Just graduated from Johns Hopkins, he happened to hear about another young man named Wes Moore, who’d also grown up in a single-family home in the same neighborhood, but who was serving a life sentence for murder. His book chronicles the different trajectories of their lives, and has been praised by those on the left for its portrayal of the role of race and class in America and those on the right for recognizing the difference that strong families and individual choices can make.
Charismatic, confident and yet humble, Moore, who now works on youth initiatives, held audience members of every persuasion spellbound as he told his story and expressed his passion for inclusiveness, education and interdependence. From his family and the military, he learned “how much we need and rely on each other,” he said, and he stressed that the “others” in society are part of our country and common humanity. “We can’t have an honest conversation if only a sliver of society is part of that conversation,” he said, and though “potential is universal, opportunity is not.” He also noted that we’re more than products of our environment; we are “products of our expectations,” and that “if we don’t get education right, everything else is details.”

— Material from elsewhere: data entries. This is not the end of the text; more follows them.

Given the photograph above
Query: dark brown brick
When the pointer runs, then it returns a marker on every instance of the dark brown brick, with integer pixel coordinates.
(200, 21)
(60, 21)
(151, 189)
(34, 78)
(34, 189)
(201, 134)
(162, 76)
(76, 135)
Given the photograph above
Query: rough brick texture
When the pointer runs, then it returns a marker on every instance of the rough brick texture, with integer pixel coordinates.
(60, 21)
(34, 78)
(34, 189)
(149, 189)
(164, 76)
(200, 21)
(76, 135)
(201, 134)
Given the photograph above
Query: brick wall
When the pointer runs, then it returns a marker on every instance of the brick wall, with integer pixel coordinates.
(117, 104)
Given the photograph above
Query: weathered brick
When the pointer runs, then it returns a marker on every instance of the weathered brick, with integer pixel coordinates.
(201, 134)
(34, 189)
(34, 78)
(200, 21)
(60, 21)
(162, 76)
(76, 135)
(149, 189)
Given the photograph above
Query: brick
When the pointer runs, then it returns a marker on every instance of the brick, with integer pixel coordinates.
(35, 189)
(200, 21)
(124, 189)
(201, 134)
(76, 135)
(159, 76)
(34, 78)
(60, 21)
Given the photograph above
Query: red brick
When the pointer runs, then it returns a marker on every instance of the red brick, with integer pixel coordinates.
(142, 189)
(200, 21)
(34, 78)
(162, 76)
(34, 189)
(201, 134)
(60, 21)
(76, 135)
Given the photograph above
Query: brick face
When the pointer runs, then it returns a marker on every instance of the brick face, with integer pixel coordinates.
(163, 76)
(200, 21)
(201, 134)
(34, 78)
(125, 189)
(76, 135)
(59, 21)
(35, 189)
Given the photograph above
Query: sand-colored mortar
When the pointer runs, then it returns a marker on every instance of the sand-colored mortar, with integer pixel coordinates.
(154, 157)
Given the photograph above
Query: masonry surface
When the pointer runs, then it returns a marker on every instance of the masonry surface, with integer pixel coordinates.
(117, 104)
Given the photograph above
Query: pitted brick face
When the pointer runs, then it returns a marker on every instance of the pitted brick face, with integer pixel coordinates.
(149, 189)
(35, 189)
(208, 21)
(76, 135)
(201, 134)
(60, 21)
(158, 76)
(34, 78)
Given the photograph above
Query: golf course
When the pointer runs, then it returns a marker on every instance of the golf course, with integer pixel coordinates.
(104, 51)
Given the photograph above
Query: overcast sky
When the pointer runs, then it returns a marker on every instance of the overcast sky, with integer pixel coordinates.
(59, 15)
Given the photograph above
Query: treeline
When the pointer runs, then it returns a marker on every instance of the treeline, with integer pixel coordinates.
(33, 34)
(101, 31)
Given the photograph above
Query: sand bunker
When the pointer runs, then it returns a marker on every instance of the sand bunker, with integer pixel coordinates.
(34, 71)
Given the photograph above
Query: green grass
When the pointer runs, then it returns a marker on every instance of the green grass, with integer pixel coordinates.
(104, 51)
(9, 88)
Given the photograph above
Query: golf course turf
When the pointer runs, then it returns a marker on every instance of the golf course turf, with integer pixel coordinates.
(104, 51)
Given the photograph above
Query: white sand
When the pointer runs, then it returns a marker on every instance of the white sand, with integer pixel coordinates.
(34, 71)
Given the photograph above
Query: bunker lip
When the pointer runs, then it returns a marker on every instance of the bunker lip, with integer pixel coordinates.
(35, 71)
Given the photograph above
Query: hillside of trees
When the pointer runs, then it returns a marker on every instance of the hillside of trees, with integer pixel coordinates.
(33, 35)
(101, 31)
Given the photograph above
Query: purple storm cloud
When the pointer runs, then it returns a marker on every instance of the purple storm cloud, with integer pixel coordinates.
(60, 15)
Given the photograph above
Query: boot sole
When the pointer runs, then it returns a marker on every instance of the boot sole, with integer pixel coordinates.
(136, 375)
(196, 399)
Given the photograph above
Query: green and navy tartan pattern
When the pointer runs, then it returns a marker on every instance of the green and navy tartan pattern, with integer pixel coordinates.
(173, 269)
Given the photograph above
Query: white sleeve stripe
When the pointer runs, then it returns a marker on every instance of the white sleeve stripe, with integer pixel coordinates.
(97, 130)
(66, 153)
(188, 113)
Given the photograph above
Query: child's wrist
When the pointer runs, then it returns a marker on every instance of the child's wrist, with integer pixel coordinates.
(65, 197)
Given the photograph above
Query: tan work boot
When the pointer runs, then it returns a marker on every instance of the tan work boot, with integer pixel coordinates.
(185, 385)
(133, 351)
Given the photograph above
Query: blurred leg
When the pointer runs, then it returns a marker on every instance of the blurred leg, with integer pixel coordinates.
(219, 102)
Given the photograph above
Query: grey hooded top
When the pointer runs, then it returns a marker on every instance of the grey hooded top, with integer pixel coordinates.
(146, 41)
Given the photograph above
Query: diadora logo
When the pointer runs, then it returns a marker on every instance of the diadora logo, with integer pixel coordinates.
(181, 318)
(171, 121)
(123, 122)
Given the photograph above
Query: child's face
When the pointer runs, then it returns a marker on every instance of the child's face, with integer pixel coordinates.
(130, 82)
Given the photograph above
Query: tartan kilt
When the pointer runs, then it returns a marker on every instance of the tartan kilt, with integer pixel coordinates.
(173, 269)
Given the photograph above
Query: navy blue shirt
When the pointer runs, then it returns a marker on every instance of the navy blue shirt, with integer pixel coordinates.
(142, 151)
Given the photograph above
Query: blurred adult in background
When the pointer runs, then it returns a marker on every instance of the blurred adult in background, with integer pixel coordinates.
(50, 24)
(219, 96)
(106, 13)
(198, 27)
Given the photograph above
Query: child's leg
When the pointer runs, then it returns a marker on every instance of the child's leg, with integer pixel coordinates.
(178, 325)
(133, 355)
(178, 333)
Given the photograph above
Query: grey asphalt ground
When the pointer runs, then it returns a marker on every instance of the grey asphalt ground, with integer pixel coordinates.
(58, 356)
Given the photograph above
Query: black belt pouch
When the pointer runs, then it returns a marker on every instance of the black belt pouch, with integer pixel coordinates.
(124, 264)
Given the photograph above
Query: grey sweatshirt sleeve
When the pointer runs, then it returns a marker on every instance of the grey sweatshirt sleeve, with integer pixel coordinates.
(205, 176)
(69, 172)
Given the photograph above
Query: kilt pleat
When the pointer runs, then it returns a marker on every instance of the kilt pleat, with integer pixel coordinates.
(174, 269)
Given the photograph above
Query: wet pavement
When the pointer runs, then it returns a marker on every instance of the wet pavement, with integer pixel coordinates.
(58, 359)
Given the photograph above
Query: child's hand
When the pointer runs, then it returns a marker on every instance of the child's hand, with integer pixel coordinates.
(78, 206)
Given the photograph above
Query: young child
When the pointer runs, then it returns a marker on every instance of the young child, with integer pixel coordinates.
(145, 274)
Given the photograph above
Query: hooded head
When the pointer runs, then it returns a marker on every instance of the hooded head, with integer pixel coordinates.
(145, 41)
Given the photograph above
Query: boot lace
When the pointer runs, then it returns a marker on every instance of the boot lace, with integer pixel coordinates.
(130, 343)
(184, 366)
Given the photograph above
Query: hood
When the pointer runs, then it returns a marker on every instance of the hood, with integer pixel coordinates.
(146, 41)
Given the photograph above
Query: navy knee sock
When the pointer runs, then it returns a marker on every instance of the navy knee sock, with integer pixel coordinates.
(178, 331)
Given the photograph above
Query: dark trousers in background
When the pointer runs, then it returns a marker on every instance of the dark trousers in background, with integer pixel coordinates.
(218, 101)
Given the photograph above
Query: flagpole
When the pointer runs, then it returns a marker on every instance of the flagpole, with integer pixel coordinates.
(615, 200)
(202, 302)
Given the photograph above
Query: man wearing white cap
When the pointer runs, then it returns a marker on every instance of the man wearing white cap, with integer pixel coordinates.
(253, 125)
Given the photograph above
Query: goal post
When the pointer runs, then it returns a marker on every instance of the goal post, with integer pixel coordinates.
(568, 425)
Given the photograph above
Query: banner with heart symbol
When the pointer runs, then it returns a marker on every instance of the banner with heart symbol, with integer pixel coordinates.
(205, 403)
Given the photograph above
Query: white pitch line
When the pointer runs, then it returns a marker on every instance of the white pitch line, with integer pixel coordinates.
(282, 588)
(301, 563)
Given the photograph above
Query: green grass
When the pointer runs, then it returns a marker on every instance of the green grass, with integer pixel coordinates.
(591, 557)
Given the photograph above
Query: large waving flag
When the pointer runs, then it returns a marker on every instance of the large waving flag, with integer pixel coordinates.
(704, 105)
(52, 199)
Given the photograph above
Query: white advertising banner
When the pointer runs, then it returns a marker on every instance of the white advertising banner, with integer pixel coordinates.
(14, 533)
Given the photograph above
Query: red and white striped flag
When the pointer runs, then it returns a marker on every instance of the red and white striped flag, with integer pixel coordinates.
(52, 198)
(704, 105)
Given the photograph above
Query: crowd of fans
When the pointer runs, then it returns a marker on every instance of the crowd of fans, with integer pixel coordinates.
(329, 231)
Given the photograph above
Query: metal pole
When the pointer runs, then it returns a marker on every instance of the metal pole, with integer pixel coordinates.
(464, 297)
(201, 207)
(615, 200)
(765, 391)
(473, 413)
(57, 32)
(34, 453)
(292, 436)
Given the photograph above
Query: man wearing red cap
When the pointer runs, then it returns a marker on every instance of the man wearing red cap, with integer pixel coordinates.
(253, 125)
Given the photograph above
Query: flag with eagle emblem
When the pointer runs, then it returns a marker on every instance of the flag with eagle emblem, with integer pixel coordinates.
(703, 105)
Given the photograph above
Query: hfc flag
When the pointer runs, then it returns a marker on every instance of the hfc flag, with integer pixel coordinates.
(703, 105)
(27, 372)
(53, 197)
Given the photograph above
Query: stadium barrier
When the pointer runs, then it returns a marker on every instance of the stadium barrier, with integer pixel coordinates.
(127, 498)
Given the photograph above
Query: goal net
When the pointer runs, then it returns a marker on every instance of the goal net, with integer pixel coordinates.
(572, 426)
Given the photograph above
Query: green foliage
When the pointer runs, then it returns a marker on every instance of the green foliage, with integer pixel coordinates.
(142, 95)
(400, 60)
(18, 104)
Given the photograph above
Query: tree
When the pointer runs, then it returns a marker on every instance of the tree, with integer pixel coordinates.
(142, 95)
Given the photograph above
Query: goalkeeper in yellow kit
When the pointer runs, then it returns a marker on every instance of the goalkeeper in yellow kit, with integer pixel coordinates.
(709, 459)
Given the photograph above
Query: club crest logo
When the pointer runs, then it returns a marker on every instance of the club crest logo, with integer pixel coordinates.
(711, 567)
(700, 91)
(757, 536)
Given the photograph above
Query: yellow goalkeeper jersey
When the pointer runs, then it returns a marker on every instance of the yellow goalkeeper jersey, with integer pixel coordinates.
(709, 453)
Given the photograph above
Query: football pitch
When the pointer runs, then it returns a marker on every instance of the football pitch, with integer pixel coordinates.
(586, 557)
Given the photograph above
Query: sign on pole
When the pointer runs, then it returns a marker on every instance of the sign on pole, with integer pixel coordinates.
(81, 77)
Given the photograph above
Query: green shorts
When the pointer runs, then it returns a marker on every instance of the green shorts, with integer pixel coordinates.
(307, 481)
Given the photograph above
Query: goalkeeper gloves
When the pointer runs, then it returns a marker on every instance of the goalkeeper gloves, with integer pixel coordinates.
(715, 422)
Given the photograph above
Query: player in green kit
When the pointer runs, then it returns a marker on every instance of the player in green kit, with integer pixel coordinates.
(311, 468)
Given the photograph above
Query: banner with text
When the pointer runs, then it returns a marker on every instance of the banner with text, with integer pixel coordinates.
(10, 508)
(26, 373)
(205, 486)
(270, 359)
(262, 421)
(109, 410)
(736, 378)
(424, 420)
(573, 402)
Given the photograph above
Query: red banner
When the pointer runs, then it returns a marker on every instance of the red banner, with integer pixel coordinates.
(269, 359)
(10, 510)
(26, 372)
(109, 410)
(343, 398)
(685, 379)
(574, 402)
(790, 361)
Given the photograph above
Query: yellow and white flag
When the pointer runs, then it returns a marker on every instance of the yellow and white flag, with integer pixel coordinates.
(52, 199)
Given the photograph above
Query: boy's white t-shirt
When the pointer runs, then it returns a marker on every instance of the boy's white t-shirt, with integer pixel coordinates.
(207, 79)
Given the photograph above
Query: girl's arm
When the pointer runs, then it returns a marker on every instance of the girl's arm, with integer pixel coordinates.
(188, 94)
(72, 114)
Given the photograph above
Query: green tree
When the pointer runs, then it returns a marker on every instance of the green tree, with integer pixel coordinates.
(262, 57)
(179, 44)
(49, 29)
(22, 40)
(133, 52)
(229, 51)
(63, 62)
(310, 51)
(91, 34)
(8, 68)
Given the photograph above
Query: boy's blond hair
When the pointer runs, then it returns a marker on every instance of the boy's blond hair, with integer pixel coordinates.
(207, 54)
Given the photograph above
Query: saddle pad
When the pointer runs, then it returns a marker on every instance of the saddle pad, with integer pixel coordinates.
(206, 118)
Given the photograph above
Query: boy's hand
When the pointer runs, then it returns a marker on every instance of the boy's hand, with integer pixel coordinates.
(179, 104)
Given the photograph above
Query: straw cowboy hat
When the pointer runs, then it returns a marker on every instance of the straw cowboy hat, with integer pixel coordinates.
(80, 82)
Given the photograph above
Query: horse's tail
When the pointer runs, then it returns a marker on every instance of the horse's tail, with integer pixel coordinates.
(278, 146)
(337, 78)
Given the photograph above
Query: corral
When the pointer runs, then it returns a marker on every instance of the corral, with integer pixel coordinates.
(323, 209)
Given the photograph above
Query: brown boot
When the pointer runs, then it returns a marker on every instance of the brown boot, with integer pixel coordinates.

The audience had already expressed its enthusiasm for education after seeing an award-winning film by a Ringling student animator and hearing college president Larry Thompson tick off the career successes of the school’s graduates—including 22 who had worked on Academy Award-winning Disney film Frozen. And they also applauded at the announcement of a speaker the series recently added to its season roster—Michael Bloomberg, who will speak at the Sarasota Opera House on March 28.